A system is a group of individuals or an organisation working together or interacting as part of a network. We believe that everyone in the public sector should be a systems leader.
That means being a leader in a system, rather than a leader of a system. Here are ten tips to help you embrace your inner systems leader.
1. Put the citizen at the centre
From the moment you scope out a problem to the moment you start designing a solution, you should put the citizen at the centre. It’s also important to establish collective understanding of situation, identify mutual areas of interest, and the shared vision of the outcome you want.
2. Mobilise people
Identify partners across the system and work to understand their perspectives. Challenge your assumptions on who is relevant and who isn’t. If everyone is familiar to you, then perhaps you haven’t mapped widely enough. You should encourage people in your teams to build networks too. Recognise all perspectives are valid. Look to build relationships around areas of mutual interest.
3. Keep learning
Take the time to learn about the situation. Be realistic about the time it will take to undertake the work. This may involve managing expectations of others.

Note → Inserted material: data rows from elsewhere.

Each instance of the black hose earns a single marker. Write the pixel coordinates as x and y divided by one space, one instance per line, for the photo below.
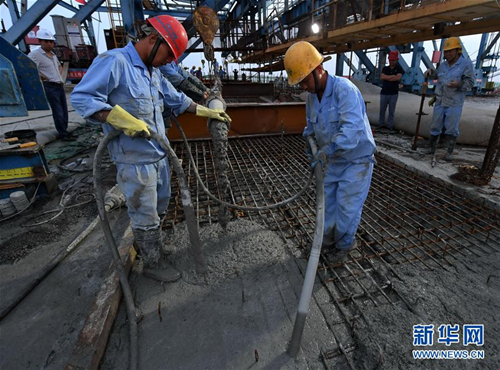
215 199
110 241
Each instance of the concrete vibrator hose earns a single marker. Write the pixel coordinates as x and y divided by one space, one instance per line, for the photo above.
110 240
195 239
312 265
213 197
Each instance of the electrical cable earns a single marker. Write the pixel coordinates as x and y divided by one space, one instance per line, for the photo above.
111 243
165 146
25 208
62 203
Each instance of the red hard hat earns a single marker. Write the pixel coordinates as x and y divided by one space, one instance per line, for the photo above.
394 55
172 32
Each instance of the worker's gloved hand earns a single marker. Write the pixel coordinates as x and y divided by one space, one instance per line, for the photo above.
320 157
120 119
217 114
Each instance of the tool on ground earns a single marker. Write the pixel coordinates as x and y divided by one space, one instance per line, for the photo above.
423 91
8 146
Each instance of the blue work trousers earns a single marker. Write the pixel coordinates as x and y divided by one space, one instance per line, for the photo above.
346 189
57 100
387 100
147 190
447 117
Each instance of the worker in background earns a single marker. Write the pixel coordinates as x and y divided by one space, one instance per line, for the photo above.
221 73
50 72
199 74
455 77
123 89
336 117
391 76
185 82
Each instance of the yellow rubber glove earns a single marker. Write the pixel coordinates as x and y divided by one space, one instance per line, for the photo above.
122 120
217 114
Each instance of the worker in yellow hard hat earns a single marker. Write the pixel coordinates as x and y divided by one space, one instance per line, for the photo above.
336 117
455 76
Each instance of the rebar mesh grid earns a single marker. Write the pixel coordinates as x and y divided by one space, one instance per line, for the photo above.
406 219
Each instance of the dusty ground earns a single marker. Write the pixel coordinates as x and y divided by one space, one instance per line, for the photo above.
244 308
469 293
249 298
40 332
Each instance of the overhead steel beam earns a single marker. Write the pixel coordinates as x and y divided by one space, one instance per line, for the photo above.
29 20
194 45
14 16
405 21
365 60
86 11
68 7
490 46
174 13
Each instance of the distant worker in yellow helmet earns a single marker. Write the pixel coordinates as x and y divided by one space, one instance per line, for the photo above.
455 77
336 117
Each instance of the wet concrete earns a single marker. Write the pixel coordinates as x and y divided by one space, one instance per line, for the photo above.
242 311
218 132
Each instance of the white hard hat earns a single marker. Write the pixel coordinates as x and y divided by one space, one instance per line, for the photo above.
45 35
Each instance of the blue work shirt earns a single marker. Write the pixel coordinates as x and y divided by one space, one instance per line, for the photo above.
461 71
174 73
339 122
119 76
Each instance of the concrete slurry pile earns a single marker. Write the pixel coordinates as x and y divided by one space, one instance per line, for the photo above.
244 247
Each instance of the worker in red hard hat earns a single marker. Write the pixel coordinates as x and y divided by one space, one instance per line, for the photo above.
391 77
124 90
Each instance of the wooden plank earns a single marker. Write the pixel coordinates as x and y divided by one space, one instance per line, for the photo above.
91 343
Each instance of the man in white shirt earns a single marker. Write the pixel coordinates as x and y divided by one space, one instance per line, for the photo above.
50 71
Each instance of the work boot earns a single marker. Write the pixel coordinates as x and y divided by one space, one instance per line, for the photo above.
450 143
149 242
432 145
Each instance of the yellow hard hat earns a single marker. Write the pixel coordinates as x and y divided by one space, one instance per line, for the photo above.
452 43
300 59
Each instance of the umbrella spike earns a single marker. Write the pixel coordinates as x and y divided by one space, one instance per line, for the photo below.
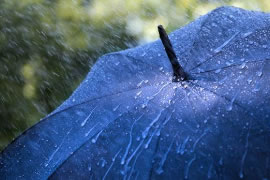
178 71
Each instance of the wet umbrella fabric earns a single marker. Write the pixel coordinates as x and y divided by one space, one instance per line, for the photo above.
128 120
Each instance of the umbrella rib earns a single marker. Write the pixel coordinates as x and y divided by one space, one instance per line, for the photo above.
233 65
227 47
178 71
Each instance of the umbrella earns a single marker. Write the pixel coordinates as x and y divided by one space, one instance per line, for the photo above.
202 113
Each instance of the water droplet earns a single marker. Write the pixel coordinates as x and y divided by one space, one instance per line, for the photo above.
217 71
259 73
243 65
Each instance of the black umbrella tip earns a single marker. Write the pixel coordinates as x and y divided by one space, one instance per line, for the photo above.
178 71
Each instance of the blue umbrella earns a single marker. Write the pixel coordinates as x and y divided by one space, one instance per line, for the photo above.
200 109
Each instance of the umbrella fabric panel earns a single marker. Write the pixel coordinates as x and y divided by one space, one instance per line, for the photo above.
178 145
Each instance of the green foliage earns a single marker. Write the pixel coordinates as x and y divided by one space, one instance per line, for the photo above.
47 47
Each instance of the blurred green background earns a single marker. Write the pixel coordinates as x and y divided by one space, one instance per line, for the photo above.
48 46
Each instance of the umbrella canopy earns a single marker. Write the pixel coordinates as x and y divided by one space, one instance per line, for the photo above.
129 119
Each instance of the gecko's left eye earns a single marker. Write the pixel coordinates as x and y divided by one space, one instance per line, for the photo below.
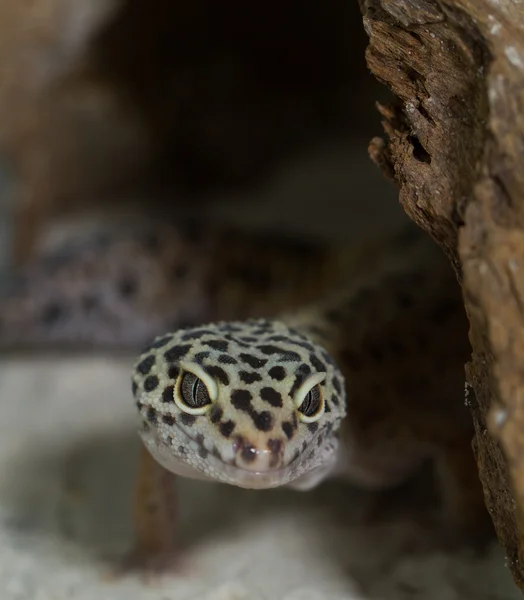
193 396
309 399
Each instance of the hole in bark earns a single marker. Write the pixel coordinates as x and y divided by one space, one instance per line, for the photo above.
419 152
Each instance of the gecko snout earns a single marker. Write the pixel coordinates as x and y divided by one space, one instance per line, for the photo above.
265 455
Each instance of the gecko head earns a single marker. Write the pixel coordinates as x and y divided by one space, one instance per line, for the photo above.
252 403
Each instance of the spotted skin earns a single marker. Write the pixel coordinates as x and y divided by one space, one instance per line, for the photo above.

4. Promote collective leadership
Try to prioritise building trust and a good working relationship with people across the system. This takes time but go for informal coffees and actively listen.
5. Work through tension
Tension and conflict are to be expected, so try to focus on the areas of mutual interest. Identify incentives. You shouldn’t seek to change or block others plans unless they seriously undermine the collective endeavour.
6. Navigate the politics
Do your best to navigate through the internal and national politics. It’s a worthwhile thing to do given the long term nature of systems change. Understand power structures, including where informal power lies, organisational structures, reporting lines, decision rights, accountabilities as well as culture and history.
7. Be flexible. Co-create solutions
Be flexible in co-creating solutions by encouraging iteration, adaptation and evolution. Don’t start with a fixed idea of what the right answer looks like.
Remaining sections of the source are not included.